Ella recordaba su primera infancia por un “horno altísimo, en el cual la cal se echaba por arriba con el carbón en capas sucesivas y luego de cocida se sacaba por abajo”, que tenían en una casa en la que vivió, y por un árbol de magnolias bajo el cual se refugiaba para leer. Él recordaba que su lugar, su lugar favorito, era el armario, “de esos que ya no se ven en el mundo, esos armarios enormes que cubrían toda una pared y que casi siempre estaban llenos de trastos”, en el que se encerraba a leer. (Lea: Silvina Ocampo y Adolfo Bioy Casares: Los que aman, odian)
Ella estudió música, pasó por el piano, más tarde por el violín, pero las palabras la atraparon y comenzó a escribir. Él dejó sus estudios en derecho y trabajó en cualquier oficio que se le presentara, pero pronto, al igual que ella, buscó todas las formas para escribir. Ella escribía sus poemas en sus momentos más negros, así sacaba una parte de su dolor; en los días alegres no le hacía falta porque esos ya los estaba viviendo. Escribía porque era “algo completamente natural que en determinados momentos debía hacer” y no tocaba sus poemas cuando ya estaban terminados. Él escribía en un tono existencialista, magistral, creía que la literatura era mentir bien la verdad y decía que escribía “porque es un acto amoroso que me da placer”. (Lea aquí Simone de Beauvoir y Jean-Paul Sartre: amores existencialistas)
Ella y él, Idea Vilariño y Juan Carlos Onetti, se conocieron en un café en el centro de Montevideo, en una reunión con los integrantes de la revista Número, entre los que estaban Mario Benedetti, Sarandí Cabrera y Manuel A. Claps, y de la que ella era una de los fundadores. Se hablaría sobre la última publicación del escritor, La vida breve. Ella no sentía entusiasmo de encontrarse con él, pensaba que era un cretino y un mujeriego, y él, por su lado, creía que ella solía “pescar” cada vez a un hombre para pasar la noche y que no era nada atractiva.

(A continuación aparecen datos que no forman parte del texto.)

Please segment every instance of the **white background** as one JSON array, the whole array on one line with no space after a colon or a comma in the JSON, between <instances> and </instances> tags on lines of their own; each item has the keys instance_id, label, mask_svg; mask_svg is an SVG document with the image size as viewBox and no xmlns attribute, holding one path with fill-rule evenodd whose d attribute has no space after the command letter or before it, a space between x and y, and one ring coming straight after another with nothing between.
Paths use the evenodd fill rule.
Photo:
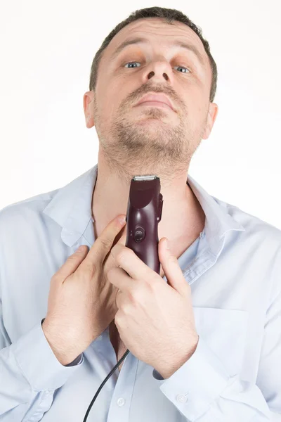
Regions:
<instances>
[{"instance_id":1,"label":"white background","mask_svg":"<svg viewBox=\"0 0 281 422\"><path fill-rule=\"evenodd\" d=\"M132 11L176 8L202 27L218 72L218 115L190 175L211 195L281 229L280 0L6 1L0 13L0 208L95 165L86 127L91 63Z\"/></svg>"}]
</instances>

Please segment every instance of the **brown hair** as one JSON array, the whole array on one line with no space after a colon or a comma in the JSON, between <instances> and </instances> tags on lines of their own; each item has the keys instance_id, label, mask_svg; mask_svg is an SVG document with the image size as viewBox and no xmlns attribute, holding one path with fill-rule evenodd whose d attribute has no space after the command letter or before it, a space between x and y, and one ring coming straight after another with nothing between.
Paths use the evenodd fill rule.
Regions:
<instances>
[{"instance_id":1,"label":"brown hair","mask_svg":"<svg viewBox=\"0 0 281 422\"><path fill-rule=\"evenodd\" d=\"M208 55L211 68L212 70L212 82L210 91L210 102L214 101L214 98L216 94L216 82L218 79L218 71L216 68L216 64L213 58L213 56L210 52L210 47L208 41L204 39L202 37L202 29L200 27L196 26L182 12L176 9L165 8L163 7L148 7L146 8L139 9L131 13L131 15L124 20L122 20L111 31L107 37L104 39L100 49L96 52L95 57L93 58L92 65L91 68L90 74L90 91L94 91L96 86L97 77L98 77L98 65L100 61L103 51L108 46L112 38L124 28L126 25L129 25L131 22L136 20L137 19L144 19L145 18L162 18L164 19L166 23L173 25L174 21L181 22L185 23L190 28L191 28L197 35L200 37L202 42L203 43L204 48L207 54Z\"/></svg>"}]
</instances>

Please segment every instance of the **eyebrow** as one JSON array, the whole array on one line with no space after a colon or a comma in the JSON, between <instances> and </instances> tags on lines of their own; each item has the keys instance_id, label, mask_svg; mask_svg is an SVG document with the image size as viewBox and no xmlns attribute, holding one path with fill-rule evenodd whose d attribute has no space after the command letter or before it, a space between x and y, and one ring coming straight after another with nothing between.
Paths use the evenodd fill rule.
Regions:
<instances>
[{"instance_id":1,"label":"eyebrow","mask_svg":"<svg viewBox=\"0 0 281 422\"><path fill-rule=\"evenodd\" d=\"M120 51L122 51L122 50L123 50L127 46L130 46L131 44L139 44L139 43L149 44L149 42L150 41L148 41L148 39L146 39L145 38L140 38L140 37L131 38L129 39L126 39L126 41L124 41L122 43L121 43L121 44L116 49L116 50L112 53L111 58L112 58L112 60L114 60L119 55ZM187 50L189 50L190 51L192 51L196 56L196 57L200 62L201 65L203 67L204 67L204 58L203 58L201 53L200 53L200 51L197 50L197 49L195 47L195 46L193 46L192 44L187 44L186 42L184 42L181 40L176 40L174 42L173 46L177 46L177 47L182 47L183 49L186 49Z\"/></svg>"}]
</instances>

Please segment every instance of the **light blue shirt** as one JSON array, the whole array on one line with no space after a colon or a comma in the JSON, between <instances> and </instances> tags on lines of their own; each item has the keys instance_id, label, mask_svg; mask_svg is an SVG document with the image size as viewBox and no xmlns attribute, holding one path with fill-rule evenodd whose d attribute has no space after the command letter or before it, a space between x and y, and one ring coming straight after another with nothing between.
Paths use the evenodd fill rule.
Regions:
<instances>
[{"instance_id":1,"label":"light blue shirt","mask_svg":"<svg viewBox=\"0 0 281 422\"><path fill-rule=\"evenodd\" d=\"M41 324L52 276L95 241L97 170L0 212L1 421L82 422L117 363L108 327L63 366ZM196 351L167 379L129 353L87 422L281 421L281 231L188 181L206 215L178 258L191 288Z\"/></svg>"}]
</instances>

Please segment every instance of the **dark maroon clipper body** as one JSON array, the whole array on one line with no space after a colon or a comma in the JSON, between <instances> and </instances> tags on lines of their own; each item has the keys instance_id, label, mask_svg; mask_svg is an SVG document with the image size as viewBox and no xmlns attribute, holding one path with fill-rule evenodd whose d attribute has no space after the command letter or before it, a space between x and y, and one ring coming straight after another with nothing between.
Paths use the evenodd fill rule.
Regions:
<instances>
[{"instance_id":1,"label":"dark maroon clipper body","mask_svg":"<svg viewBox=\"0 0 281 422\"><path fill-rule=\"evenodd\" d=\"M160 179L157 176L133 176L126 217L126 246L157 274L160 273L158 223L163 207L160 190Z\"/></svg>"}]
</instances>

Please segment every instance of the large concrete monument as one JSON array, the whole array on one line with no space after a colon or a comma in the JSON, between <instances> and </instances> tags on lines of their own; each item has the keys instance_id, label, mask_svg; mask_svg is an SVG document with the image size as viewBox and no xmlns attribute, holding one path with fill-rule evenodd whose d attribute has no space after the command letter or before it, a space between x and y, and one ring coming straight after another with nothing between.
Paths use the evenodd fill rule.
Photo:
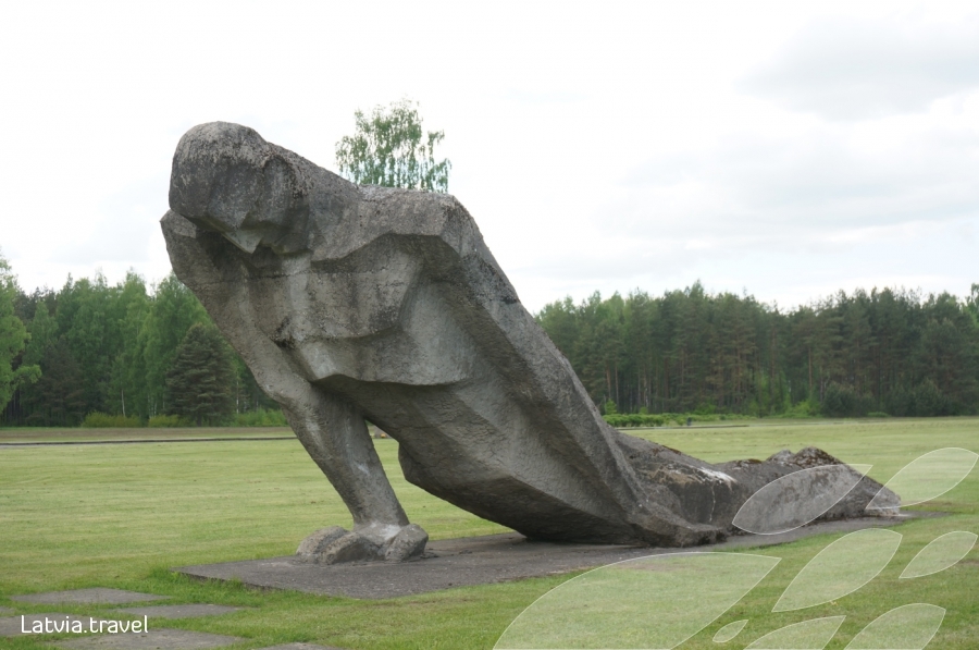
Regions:
<instances>
[{"instance_id":1,"label":"large concrete monument","mask_svg":"<svg viewBox=\"0 0 979 650\"><path fill-rule=\"evenodd\" d=\"M410 482L547 540L710 543L759 488L839 463L806 450L715 466L617 432L451 196L358 186L214 122L177 145L170 207L174 271L354 515L352 531L302 542L309 561L424 550L364 418L398 441ZM862 515L880 489L843 466L792 492L828 481L856 487L822 518Z\"/></svg>"}]
</instances>

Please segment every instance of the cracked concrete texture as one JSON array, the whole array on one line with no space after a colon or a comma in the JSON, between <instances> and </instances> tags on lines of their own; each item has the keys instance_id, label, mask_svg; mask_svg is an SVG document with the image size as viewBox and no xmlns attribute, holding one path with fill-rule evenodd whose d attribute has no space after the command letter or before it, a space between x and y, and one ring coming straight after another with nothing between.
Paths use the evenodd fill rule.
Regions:
<instances>
[{"instance_id":1,"label":"cracked concrete texture","mask_svg":"<svg viewBox=\"0 0 979 650\"><path fill-rule=\"evenodd\" d=\"M303 544L310 561L424 550L364 418L398 441L410 482L542 540L716 542L801 467L724 469L608 426L451 196L358 186L214 122L177 145L170 207L175 273L354 515Z\"/></svg>"}]
</instances>

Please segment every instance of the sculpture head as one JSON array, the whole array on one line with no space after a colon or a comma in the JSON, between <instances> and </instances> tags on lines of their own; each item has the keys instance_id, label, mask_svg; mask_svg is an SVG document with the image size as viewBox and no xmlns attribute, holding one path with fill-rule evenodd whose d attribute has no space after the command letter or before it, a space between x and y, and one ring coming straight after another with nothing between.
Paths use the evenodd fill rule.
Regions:
<instances>
[{"instance_id":1,"label":"sculpture head","mask_svg":"<svg viewBox=\"0 0 979 650\"><path fill-rule=\"evenodd\" d=\"M247 253L260 243L292 248L308 211L301 174L288 152L253 128L195 126L173 155L170 208Z\"/></svg>"}]
</instances>

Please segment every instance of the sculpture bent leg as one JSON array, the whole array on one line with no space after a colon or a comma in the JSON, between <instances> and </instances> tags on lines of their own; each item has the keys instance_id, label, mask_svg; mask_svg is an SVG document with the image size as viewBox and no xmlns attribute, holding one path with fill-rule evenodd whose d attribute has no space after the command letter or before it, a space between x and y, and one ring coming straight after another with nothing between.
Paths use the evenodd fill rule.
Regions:
<instances>
[{"instance_id":1,"label":"sculpture bent leg","mask_svg":"<svg viewBox=\"0 0 979 650\"><path fill-rule=\"evenodd\" d=\"M345 400L311 385L305 397L289 401L286 418L354 515L354 530L318 530L302 541L298 555L319 564L421 555L429 536L408 523L363 417Z\"/></svg>"}]
</instances>

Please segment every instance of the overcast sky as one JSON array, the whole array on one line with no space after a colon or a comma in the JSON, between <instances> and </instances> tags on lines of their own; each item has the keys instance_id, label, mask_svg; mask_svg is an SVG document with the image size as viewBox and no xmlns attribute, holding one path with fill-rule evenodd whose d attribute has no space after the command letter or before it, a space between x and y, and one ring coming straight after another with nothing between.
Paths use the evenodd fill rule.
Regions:
<instances>
[{"instance_id":1,"label":"overcast sky","mask_svg":"<svg viewBox=\"0 0 979 650\"><path fill-rule=\"evenodd\" d=\"M408 97L536 311L699 279L782 308L979 282L975 2L5 3L0 249L21 286L170 270L215 120L335 169Z\"/></svg>"}]
</instances>

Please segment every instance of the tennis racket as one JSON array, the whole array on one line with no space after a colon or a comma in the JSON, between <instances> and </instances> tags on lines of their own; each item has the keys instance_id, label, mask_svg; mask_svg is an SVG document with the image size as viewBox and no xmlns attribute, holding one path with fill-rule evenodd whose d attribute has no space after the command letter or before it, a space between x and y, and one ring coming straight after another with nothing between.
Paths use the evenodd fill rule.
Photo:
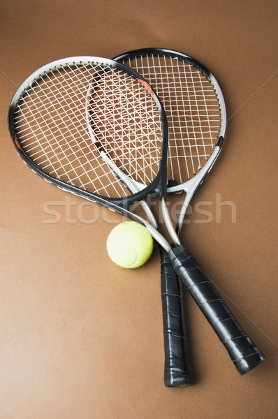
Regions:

Sin embargo, ella se quedó con lo seductor e inteligente que él se mostró, “era como la séptima maravilla”. Él, también, se quedó con la imagen de una hermosa mujer y sobre todo de su sonrisa de Gioconda. Después de ese primer encuentro, Vilariño diría que “esa misma noche me enamoré de él. Me enamoré, me enamoré, me enamoré”. (Leer Hannah Arendt y Martin Heidegger: De eros y logos)
Después de esa noche comenzaría una relación tumultuosa, de rupturas y reconciliaciones, de placer, de desencuentros, de reproches y a veces de alegría. Una relación intelectual y, a pesar de todo, duradera. Se veían esporádicamente, a veces sin aviso; se separaban por largo tiempo. La poeta confesó que “había un hombre que llegaba a mi casa sin aviso, a cualquier hora, cerrábamos las puertas y las ventanas. Se detenían todos los relojes. Ya no sabíamos si era de día o de noche o si era sábado. Nos transformábamos en enemigos, en parientes, en desconocidos”. Y después de esas noches en las que el mundo se detenía, se dejaban nuevamente.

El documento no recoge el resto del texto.